Verfahrensgang
Hessischer VGH (Urteil vom 17.07.2003; Aktenzeichen 4 N 1559/01) |
Tenor
Die Beschwerde der Antragsteller gegen die Nichtzulassung der Revision in dem Urteil des Hessischen Verwaltungsgerichtshofs vom 17. Juli 2003 wird zurückgewiesen.
Die Antragsteller tragen die Kosten des Beschwerdeverfahrens.
Der Wert des Streitgegenstandes wird für das Beschwerdeverfahren auf 10 000 € festgesetzt.
Gründe
Die auf § 132 Abs. 2 Nr. 3 VwGO gestützte Beschwerde bleibt ohne Erfolg.
Die von den Antragstellern erhobene Gehörsrüge (§ 108 Abs. 2 VwGO i.V.m. Art. 103 Abs. 1 GG) könnte, wie auch die Beschwerde nicht verkennt, nur dann zur Zulassung der Revision führen, wenn das Normenkontrollgericht bei Vermeidung des behaupteten Verfahrensfehlers den angegriffenen Bebauungsplan nicht nur für unwirksam, sondern für nichtig hätte erklären müssen (vgl. dazu BVerwG, Beschluss vom 11. Dezember 2002 – BVerwG 4 BN 16.02 – BVerwGE 117, 239). Das ist indessen nicht der Fall. Selbst wenn das Normenkontrollgericht den Antragstellern das rechtliche Gehör gewährt hätte, das nach Ansicht der Beschwerde fehlerhaft versagt worden ist, hätte sich an dem Ausspruch der (bloßen) Unwirksamkeit nichts geändert.

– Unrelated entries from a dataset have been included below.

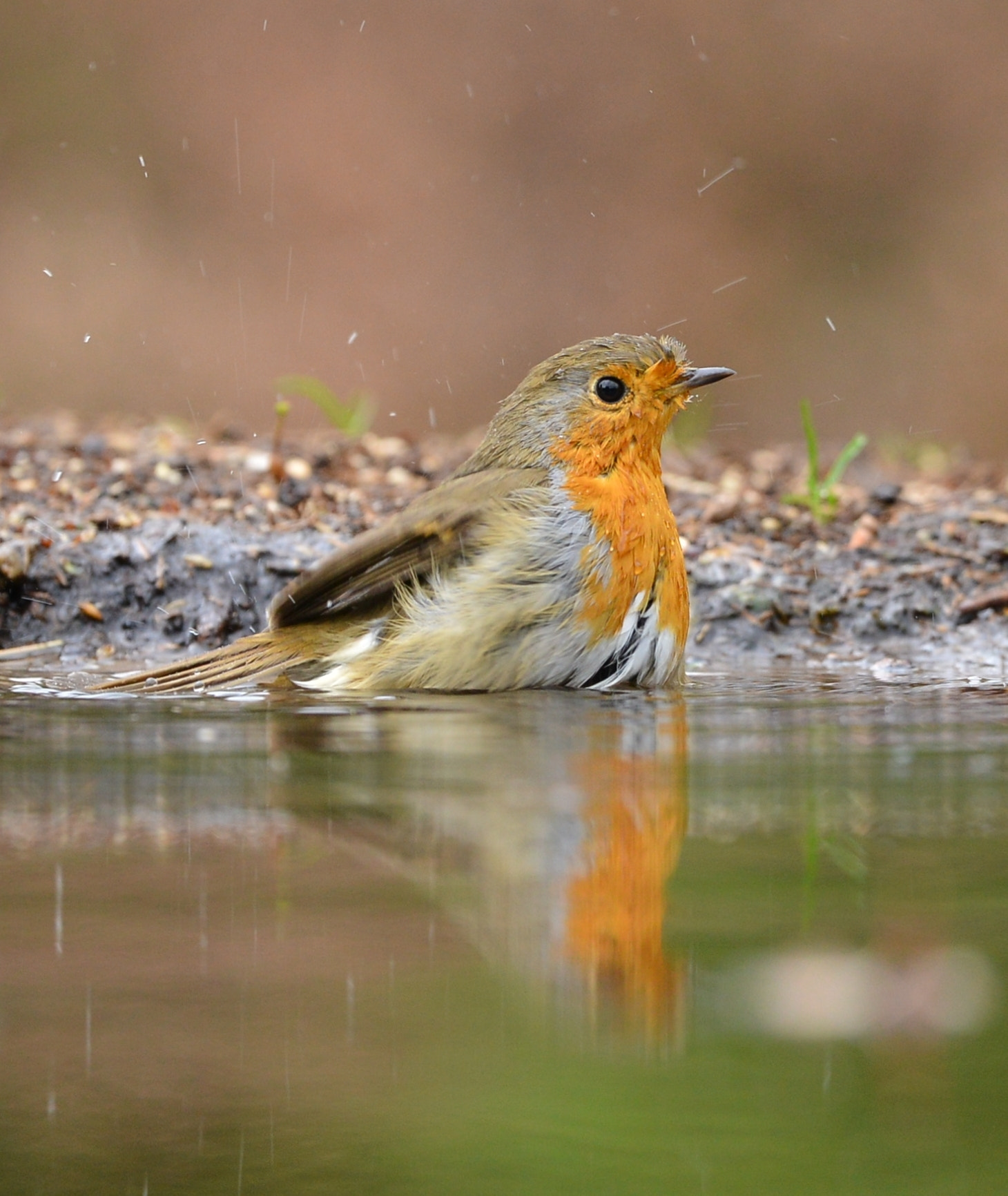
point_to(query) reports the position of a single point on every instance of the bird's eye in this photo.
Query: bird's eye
(610, 390)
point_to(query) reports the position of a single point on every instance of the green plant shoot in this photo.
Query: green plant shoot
(820, 495)
(352, 416)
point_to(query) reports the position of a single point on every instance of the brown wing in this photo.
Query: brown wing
(431, 532)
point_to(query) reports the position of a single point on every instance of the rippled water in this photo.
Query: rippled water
(755, 941)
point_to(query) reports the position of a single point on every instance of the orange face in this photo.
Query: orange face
(612, 459)
(623, 415)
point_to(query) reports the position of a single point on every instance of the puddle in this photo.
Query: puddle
(755, 941)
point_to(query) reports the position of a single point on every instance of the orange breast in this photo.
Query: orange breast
(626, 501)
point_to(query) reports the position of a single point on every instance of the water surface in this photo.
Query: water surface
(552, 943)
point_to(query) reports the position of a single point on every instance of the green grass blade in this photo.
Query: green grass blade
(353, 416)
(847, 455)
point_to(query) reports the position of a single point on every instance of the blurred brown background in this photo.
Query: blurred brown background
(423, 200)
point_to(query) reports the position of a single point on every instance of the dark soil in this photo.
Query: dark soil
(127, 548)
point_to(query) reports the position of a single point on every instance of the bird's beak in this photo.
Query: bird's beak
(692, 379)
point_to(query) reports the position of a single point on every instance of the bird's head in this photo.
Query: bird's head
(590, 405)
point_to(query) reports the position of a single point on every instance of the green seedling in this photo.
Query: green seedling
(820, 495)
(352, 416)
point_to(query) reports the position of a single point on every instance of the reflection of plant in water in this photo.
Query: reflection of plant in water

Die Gehörsrüge knüpft an folgende Ausführungen im Berufungsurteil (UA S. 17 f.) an: Der Umstand, dass die Antragsgegnerin kein prognostisches Sachverständigengutachten zu der voraussichtlichen zusätzlichen Verkehrsbelastung eingeholt, sondern sich mit der durchgeführten “Verkehrsabschätzung” begnügt habe, sei möglicherweise als Fehler bei der Zusammenstellung des Abwägungsmaterials zu werten. Unterstelle man dies, handele es sich aber nicht um einen erheblichen Mangel im Abwägungsvorgang im Sinne von § 214 Abs. 3 Satz 2 BauGB, weil das (unterstellte) Defizit weder offensichtlich noch auf das Abwägungsergebnis von Einfluss gewesen sei. Die Beschwerde wirft dem Normenkontrollgericht vor, es habe sich bei dieser rechtlichen Würdigung um eine Überraschungsentscheidung gehandelt, mit der die Antragsteller nach dem Verlauf des Verfahrens und der mündlichen Verhandlung nicht hätten rechnen müssen. Hätten die Antragsteller zu diesen Fragen vortragen können, wäre das Normenkontrollgericht zu dem Ergebnis gelangt, dass es sich um einen erheblichen Mangel im Abwägungsvorgang im Sinne von § 214 Abs. 3 Satz 2 BauGB gehandelt habe. Ein solcher durchgreifender Abwägungsmangel hätte zur Feststellung der Nichtigkeit des Bebauungsplanes führen müssen, weil der Abwägungsmangel nicht in einem ergänzenden Verfahren (§ 215a BauGB) zu beheben sei.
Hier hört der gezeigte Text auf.